The move to Sandy Springs is the third in six years for the program, owned by the Anne Frank House in the Netherlands and run by the Georgia Commission on the Holocaust.
But the exhibit will be the first tourist attraction in Sandy Springs, a 4-year-old city with a large Jewish population. Officials there hope to make it a permanent fixture in its home in a former office space at the Parkside Shopping Center on Roswell Drive.
“I personally am very committed to the idea of keeping alive the history of the Holocaust so it can never happen again and keeping this tremendous attraction in our community,” said Mayor Eva Galambos, whose husband, John, is a Holocaust survivor.
The lease requires the city make a $50,000 annual payment to the Holocaust Commission.

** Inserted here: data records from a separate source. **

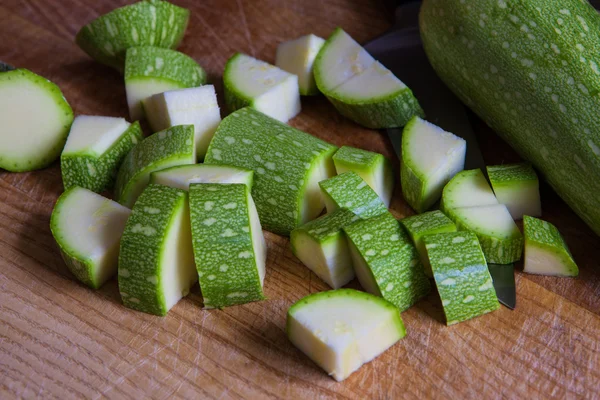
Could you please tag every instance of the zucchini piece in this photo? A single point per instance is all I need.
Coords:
(229, 246)
(467, 189)
(430, 158)
(517, 187)
(145, 23)
(372, 167)
(4, 67)
(546, 252)
(461, 276)
(530, 70)
(340, 330)
(164, 149)
(499, 236)
(255, 83)
(192, 106)
(321, 246)
(87, 228)
(350, 191)
(156, 262)
(288, 166)
(150, 70)
(182, 176)
(27, 143)
(359, 87)
(95, 148)
(386, 262)
(297, 57)
(429, 223)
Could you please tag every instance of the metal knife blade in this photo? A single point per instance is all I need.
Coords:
(401, 51)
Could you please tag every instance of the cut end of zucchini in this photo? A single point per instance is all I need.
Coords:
(297, 57)
(516, 186)
(168, 148)
(182, 176)
(229, 244)
(87, 227)
(157, 233)
(546, 252)
(192, 106)
(386, 262)
(152, 70)
(255, 83)
(145, 23)
(29, 143)
(343, 329)
(430, 158)
(372, 167)
(500, 238)
(321, 246)
(461, 275)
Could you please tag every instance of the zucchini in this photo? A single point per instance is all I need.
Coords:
(297, 57)
(343, 329)
(359, 87)
(192, 106)
(321, 245)
(229, 246)
(372, 167)
(461, 276)
(145, 23)
(29, 142)
(87, 228)
(255, 83)
(150, 70)
(156, 261)
(546, 252)
(517, 187)
(529, 69)
(430, 158)
(95, 148)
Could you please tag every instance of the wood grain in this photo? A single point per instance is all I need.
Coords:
(61, 340)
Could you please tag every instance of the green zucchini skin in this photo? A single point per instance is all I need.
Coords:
(531, 71)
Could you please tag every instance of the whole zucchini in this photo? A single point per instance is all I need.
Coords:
(531, 70)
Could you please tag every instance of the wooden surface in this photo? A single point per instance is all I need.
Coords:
(59, 339)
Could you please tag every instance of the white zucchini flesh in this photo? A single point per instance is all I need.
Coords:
(297, 57)
(182, 176)
(93, 134)
(190, 106)
(87, 227)
(343, 329)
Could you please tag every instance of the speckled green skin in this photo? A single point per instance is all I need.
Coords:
(13, 162)
(4, 67)
(98, 172)
(429, 223)
(222, 238)
(498, 247)
(351, 294)
(327, 231)
(177, 68)
(545, 236)
(281, 158)
(461, 275)
(142, 247)
(392, 110)
(146, 23)
(168, 148)
(351, 192)
(391, 258)
(531, 71)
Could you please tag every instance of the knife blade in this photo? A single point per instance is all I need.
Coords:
(401, 51)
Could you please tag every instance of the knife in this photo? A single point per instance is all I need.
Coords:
(401, 51)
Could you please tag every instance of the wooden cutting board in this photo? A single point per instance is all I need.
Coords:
(59, 339)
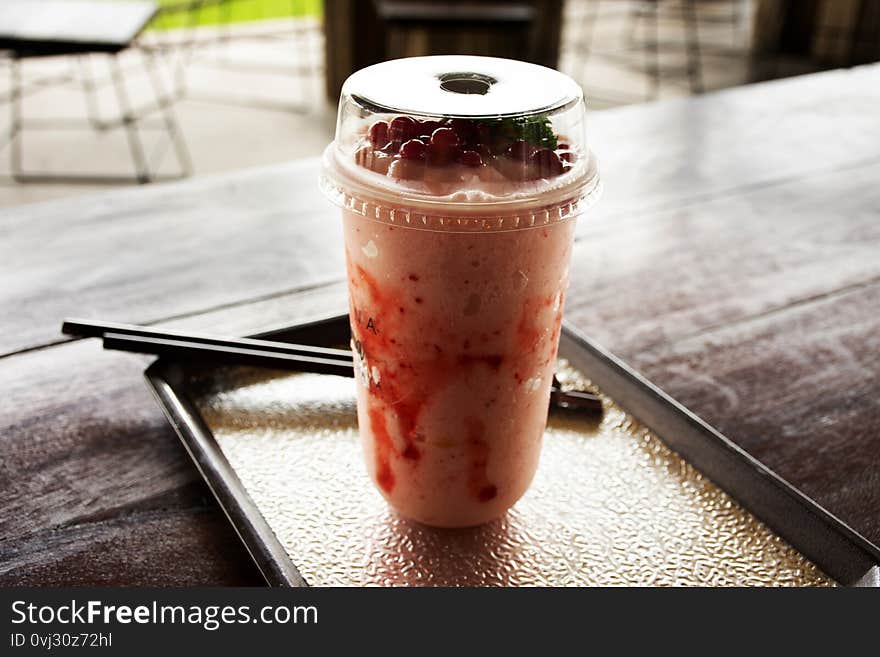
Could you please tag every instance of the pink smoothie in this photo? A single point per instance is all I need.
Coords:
(456, 335)
(459, 180)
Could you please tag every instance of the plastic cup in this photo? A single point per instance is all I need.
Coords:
(459, 180)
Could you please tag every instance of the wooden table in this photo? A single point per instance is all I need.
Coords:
(734, 260)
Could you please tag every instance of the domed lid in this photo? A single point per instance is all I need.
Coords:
(459, 135)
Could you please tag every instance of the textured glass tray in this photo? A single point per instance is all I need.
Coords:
(611, 502)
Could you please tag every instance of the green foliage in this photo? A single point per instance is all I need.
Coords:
(175, 13)
(536, 130)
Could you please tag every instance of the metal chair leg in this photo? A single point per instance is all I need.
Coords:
(694, 60)
(165, 104)
(135, 145)
(87, 81)
(16, 136)
(652, 51)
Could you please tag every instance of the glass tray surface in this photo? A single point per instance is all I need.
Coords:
(611, 504)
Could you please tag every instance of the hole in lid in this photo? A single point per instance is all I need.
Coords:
(466, 83)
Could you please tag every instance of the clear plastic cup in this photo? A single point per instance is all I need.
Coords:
(459, 180)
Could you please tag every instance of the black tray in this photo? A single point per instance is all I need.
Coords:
(838, 550)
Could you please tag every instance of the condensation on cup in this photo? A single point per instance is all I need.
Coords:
(459, 180)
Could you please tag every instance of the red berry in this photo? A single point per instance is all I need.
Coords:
(414, 149)
(402, 128)
(445, 138)
(466, 131)
(520, 150)
(439, 156)
(392, 147)
(426, 128)
(470, 159)
(500, 144)
(379, 134)
(546, 163)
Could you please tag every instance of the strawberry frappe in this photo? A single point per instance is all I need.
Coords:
(458, 208)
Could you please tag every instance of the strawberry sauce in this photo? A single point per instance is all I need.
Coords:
(453, 367)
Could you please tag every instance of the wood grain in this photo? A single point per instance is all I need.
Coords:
(96, 487)
(733, 260)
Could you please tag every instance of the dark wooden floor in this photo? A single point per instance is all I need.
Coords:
(734, 260)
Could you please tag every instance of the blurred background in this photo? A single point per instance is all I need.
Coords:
(146, 91)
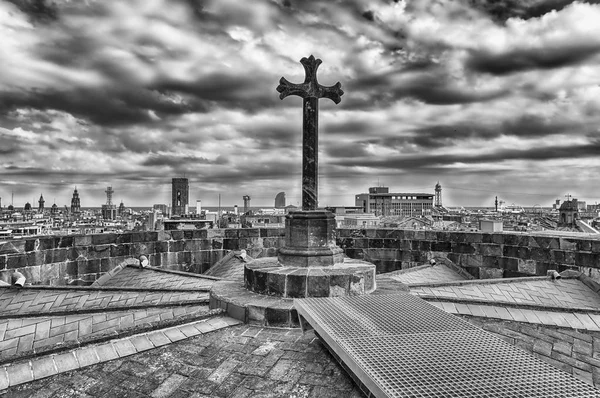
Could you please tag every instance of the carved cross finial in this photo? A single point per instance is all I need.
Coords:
(310, 91)
(311, 87)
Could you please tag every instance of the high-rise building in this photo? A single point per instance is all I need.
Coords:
(438, 195)
(180, 191)
(41, 204)
(382, 202)
(109, 210)
(280, 200)
(75, 203)
(246, 203)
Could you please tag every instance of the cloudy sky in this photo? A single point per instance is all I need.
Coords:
(487, 97)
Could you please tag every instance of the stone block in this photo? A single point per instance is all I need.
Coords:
(490, 273)
(584, 245)
(567, 244)
(473, 237)
(540, 254)
(104, 239)
(586, 259)
(528, 267)
(57, 255)
(200, 234)
(31, 244)
(184, 258)
(83, 240)
(295, 285)
(508, 263)
(124, 238)
(441, 246)
(463, 248)
(339, 285)
(491, 262)
(35, 258)
(120, 250)
(357, 285)
(492, 250)
(277, 317)
(48, 243)
(15, 261)
(176, 235)
(276, 284)
(231, 244)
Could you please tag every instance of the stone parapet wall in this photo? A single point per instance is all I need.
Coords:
(81, 259)
(483, 255)
(61, 260)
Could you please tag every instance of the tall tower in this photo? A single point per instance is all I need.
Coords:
(75, 203)
(280, 200)
(109, 211)
(109, 191)
(246, 203)
(41, 204)
(438, 195)
(180, 191)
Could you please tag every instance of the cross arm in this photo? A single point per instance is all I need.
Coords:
(286, 88)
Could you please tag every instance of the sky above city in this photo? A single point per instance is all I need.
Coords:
(490, 98)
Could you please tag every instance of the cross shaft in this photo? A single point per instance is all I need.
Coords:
(310, 91)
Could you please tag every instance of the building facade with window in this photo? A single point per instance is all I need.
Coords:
(381, 202)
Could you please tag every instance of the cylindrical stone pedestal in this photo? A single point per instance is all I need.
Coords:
(310, 240)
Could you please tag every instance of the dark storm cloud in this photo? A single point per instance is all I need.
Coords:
(109, 107)
(425, 160)
(432, 87)
(531, 59)
(502, 10)
(40, 11)
(176, 161)
(251, 91)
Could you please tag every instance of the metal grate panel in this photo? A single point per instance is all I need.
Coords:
(400, 346)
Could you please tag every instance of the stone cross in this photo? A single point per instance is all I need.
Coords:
(310, 91)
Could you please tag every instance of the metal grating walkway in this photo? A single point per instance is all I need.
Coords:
(401, 346)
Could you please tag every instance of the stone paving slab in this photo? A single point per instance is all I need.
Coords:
(28, 336)
(149, 278)
(44, 301)
(570, 293)
(234, 362)
(425, 352)
(568, 319)
(46, 366)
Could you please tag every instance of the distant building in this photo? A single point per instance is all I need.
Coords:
(180, 191)
(438, 195)
(41, 202)
(109, 210)
(75, 203)
(164, 209)
(246, 199)
(568, 213)
(490, 226)
(280, 200)
(381, 202)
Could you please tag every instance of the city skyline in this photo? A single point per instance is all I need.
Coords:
(489, 99)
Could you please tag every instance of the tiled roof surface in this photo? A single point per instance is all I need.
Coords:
(151, 279)
(570, 293)
(37, 301)
(231, 267)
(20, 336)
(436, 273)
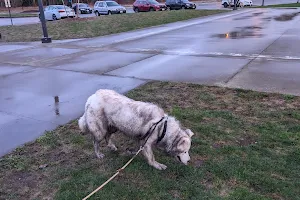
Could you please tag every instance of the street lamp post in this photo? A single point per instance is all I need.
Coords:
(45, 39)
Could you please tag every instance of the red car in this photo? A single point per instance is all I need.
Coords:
(148, 5)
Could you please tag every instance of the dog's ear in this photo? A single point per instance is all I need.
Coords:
(189, 132)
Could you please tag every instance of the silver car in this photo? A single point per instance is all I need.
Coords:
(108, 8)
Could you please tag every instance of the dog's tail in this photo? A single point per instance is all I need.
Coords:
(82, 124)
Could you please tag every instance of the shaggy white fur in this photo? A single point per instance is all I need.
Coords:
(107, 112)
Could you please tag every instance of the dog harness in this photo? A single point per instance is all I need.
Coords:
(153, 127)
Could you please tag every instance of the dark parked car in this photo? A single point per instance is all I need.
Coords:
(180, 4)
(83, 8)
(148, 5)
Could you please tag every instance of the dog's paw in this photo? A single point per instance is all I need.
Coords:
(163, 167)
(100, 155)
(160, 166)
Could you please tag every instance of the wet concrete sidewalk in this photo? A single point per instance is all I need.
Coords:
(43, 86)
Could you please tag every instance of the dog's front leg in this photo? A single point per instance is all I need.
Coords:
(148, 153)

Doing so keeps the exhibit free.
Boosters in Sandy Springs wanted to raise at least $100,000 a year to renovate its new home and ensure the program would stay.
So far, city leaders, residents and businesses have donated $130,000 to help pay for three part-time coordinators as well as basics such as utilities.
“We’d like to build up the money for programming and events,” said City Councilwoman Dianne Fries, who has worked on the fund-raising.
Last week, two school groups visited the museum.
The exhibit tells the story of Anne Frank, from her days of freedom in the 1930s to hiding with her family in Amsterdam to her 1945 death in the Bergen-Belsen concentration camp.
The exhibit, considered the largest of its kind in the country, also includes a 28-minute film featuring the only known footage of the girl, leaning over a balcony to watch a wedding.
Exhibit preview
“Anne Frank in the World”
10 a.m. to 4 p.m. Tuesdays through Thursdays; from 10 a.m. to 2 p.m. Fridays; from noon to 4 p.m. weekends; closed Mondays. Admission is free. In a second-floor suite at 5920 Roswell Road, Sandy Springs.